Cloudflare joined the industrywide race to deploy AI-optimized graphics processing units in the cloud last month.
“Right now, there are members of the Cloudflare team traveling the world with suitcases full of GPUs, installing them throughout our network,” CEO Matthew Prince said during the company’s Q3 2023 earnings call in November.
The cloud service provider had inference-optimized GPUs running in 75 cities and was on schedule to install the chips in 100 regions by the end of the year. Prince aims to make Cloudflare “the most widely distributed cloud-based AI inference platform,” he told CIO Dive in an interview Thursday.
Not all AI workloads are the same. Training LLMs is far more data intensive than the inferencing that’s done when users submit queries to a pre-trained model or the customizations that take place during fine-tuning.
Cloudflare is banking on this distinction as it readies its edge network for an inferencing influx.
“We are not the right place to do training directly on our infrastructure,” Prince said. “For training, what you really want is a big building full of lots of machines with the latest, greatest GPUs.”
Cloudflare’s network of smaller data centers, which extends to 310 cities in over 120 countries, has two key use cases for enterprise customers, Prince said: moving training data closer to hyperscaler GPU clusters and running inference workloads.
“Inference actually requires a different set of GPUs and a different scheduling algorithm than training,” Prince said. “You don't need the latest, greatest GPUs.

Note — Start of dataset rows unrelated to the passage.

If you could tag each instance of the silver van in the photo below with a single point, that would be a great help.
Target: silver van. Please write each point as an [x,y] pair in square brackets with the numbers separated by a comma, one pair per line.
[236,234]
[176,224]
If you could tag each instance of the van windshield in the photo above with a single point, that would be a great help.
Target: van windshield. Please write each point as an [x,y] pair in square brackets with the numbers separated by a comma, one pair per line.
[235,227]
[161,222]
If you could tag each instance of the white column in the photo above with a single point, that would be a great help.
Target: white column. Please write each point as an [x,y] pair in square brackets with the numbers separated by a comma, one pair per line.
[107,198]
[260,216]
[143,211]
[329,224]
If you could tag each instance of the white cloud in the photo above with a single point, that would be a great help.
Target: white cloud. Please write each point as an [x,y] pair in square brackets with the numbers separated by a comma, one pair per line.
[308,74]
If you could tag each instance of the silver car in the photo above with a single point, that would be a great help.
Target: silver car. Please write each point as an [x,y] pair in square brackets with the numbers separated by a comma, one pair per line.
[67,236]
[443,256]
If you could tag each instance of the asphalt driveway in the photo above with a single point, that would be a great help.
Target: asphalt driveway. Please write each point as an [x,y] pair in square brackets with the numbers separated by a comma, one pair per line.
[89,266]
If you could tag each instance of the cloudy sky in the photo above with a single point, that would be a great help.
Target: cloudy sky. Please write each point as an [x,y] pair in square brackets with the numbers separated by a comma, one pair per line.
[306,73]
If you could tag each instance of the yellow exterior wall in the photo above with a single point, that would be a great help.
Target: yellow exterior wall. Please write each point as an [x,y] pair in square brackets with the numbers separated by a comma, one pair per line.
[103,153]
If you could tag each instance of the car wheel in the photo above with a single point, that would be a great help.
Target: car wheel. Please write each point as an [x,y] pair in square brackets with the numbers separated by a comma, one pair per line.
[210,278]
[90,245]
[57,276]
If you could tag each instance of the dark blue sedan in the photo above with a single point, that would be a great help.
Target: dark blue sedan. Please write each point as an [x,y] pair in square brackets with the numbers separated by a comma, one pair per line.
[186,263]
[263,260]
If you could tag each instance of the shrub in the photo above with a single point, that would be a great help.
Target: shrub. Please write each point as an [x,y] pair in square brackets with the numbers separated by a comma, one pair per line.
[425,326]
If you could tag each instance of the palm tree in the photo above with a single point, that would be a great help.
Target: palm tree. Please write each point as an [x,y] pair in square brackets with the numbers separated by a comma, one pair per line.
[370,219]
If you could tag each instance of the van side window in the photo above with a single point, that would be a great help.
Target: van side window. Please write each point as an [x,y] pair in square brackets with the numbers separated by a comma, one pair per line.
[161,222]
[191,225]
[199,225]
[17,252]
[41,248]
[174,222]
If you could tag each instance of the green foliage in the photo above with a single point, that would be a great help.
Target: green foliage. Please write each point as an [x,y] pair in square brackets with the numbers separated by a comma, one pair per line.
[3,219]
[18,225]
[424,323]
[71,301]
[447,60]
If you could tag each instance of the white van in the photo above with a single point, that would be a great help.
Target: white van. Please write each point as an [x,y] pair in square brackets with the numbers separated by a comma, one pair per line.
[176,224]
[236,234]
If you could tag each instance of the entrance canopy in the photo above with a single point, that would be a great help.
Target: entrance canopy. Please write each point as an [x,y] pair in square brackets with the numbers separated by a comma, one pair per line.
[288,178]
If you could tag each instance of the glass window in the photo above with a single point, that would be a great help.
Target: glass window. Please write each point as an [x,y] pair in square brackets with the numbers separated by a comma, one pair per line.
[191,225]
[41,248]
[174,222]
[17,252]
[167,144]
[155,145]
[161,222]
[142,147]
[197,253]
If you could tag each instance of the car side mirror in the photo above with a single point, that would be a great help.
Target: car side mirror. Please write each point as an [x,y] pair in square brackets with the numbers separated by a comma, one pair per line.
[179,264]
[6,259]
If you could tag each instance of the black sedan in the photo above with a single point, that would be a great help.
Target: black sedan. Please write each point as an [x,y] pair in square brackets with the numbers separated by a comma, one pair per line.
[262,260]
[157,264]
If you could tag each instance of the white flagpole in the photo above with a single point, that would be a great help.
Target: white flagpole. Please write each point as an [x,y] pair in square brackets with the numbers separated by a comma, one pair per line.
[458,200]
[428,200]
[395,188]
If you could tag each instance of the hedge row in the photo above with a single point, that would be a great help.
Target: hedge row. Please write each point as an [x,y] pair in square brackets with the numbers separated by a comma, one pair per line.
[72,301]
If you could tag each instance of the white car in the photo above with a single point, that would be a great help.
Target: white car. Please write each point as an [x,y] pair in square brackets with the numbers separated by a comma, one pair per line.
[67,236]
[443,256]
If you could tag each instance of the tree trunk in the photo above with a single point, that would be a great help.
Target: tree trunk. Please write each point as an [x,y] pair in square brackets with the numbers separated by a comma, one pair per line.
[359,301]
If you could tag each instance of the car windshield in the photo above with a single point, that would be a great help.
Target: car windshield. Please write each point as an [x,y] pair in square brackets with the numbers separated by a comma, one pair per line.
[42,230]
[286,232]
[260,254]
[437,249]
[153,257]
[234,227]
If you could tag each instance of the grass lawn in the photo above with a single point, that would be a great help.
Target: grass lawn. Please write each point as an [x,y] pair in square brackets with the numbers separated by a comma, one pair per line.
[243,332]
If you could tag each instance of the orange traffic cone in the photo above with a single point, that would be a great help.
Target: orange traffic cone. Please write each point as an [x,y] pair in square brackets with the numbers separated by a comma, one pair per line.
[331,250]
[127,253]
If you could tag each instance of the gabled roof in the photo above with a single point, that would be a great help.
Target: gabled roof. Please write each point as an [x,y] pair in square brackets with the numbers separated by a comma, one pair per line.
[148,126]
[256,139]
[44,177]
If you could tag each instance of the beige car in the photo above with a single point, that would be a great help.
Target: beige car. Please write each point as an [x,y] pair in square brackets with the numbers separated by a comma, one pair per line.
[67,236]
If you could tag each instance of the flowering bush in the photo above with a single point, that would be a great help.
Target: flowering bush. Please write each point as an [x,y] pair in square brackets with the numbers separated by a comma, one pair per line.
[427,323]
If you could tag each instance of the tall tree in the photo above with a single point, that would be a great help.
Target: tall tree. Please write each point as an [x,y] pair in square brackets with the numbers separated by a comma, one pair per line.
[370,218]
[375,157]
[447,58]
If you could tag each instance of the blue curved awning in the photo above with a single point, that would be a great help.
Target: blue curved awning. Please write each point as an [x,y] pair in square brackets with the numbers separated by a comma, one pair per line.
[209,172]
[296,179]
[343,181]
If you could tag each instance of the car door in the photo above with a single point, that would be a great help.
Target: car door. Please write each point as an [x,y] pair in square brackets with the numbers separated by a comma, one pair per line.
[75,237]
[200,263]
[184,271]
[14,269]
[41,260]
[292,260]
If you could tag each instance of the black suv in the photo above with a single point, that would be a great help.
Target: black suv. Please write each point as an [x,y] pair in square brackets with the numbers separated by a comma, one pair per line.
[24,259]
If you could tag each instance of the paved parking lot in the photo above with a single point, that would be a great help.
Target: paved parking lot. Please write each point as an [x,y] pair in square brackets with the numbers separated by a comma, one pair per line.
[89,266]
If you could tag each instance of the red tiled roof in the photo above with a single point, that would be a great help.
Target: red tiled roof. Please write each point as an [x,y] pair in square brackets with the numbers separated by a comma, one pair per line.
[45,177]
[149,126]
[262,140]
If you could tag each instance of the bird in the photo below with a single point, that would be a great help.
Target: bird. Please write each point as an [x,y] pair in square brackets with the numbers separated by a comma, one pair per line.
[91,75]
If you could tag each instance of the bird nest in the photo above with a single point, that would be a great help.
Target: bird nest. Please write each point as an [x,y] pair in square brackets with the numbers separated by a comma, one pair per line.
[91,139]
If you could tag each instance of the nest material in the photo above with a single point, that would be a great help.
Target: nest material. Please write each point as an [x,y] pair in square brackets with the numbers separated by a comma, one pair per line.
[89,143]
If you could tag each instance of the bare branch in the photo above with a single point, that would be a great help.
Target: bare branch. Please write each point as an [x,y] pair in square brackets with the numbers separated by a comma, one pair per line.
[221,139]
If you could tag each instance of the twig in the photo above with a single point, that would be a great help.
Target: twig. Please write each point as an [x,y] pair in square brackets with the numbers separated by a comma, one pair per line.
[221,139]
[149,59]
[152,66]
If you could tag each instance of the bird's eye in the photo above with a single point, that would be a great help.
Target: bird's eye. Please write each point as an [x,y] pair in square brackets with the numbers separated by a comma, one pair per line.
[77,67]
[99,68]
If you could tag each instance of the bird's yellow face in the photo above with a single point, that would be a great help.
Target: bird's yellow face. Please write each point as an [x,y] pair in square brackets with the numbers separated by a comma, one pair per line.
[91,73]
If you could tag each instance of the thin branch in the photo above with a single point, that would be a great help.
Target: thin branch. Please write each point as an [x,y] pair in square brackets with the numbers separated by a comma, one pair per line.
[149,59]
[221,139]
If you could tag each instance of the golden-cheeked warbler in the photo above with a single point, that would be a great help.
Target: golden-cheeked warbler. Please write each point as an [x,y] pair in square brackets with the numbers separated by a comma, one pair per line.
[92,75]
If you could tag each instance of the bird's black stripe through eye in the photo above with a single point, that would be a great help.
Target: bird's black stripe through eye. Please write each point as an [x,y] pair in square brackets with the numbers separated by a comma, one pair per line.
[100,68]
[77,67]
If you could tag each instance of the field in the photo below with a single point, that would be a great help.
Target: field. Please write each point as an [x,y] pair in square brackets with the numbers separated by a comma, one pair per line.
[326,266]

In fact, inference-tuned GPUs are in much greater supply than some of the other AI chips.”
Training technology
AWS, Microsoft and Google Cloud are scaling for training as generative AI remakes their infrastructure.
The three largest hyperscalers were invested in expanding GPU infrastructure to handle AI workloads prior to the arrival of ChatGPT late last year. But OpenAI’s breakthrough technology has intensified the GPU deployment race and raised the possibility of a chip shortage.
Leading GPU manufacturer Nvidia has established partnerships around AI chips with AWS, Microsoft and Google Cloud. The CSPs are also developing proprietary AI chips as a hedge against scarcity and third-party vendor dependency.
Cloudflare partnered with Nvidia in 2021 to bring GPUs to its edge network and began installing the chipmaker’s full stack inference servers and software in September. But, as GPUs become a scarce resource, Prince said Cloudflare will shop around for silicon.
“While Nvidia has been a great partner and they are the leader in the space, we anticipate that we will be very promiscuous with the various GPU providers that we use,” Prince said, pointing to Intel, AMD and Qualcomm as potential sources.
“What we want to do is make sure that, across the world, we've got a number of different inference-optimized silicon options so that our customers don't have to think about it at all,” Prince said. “They just pay for the results.”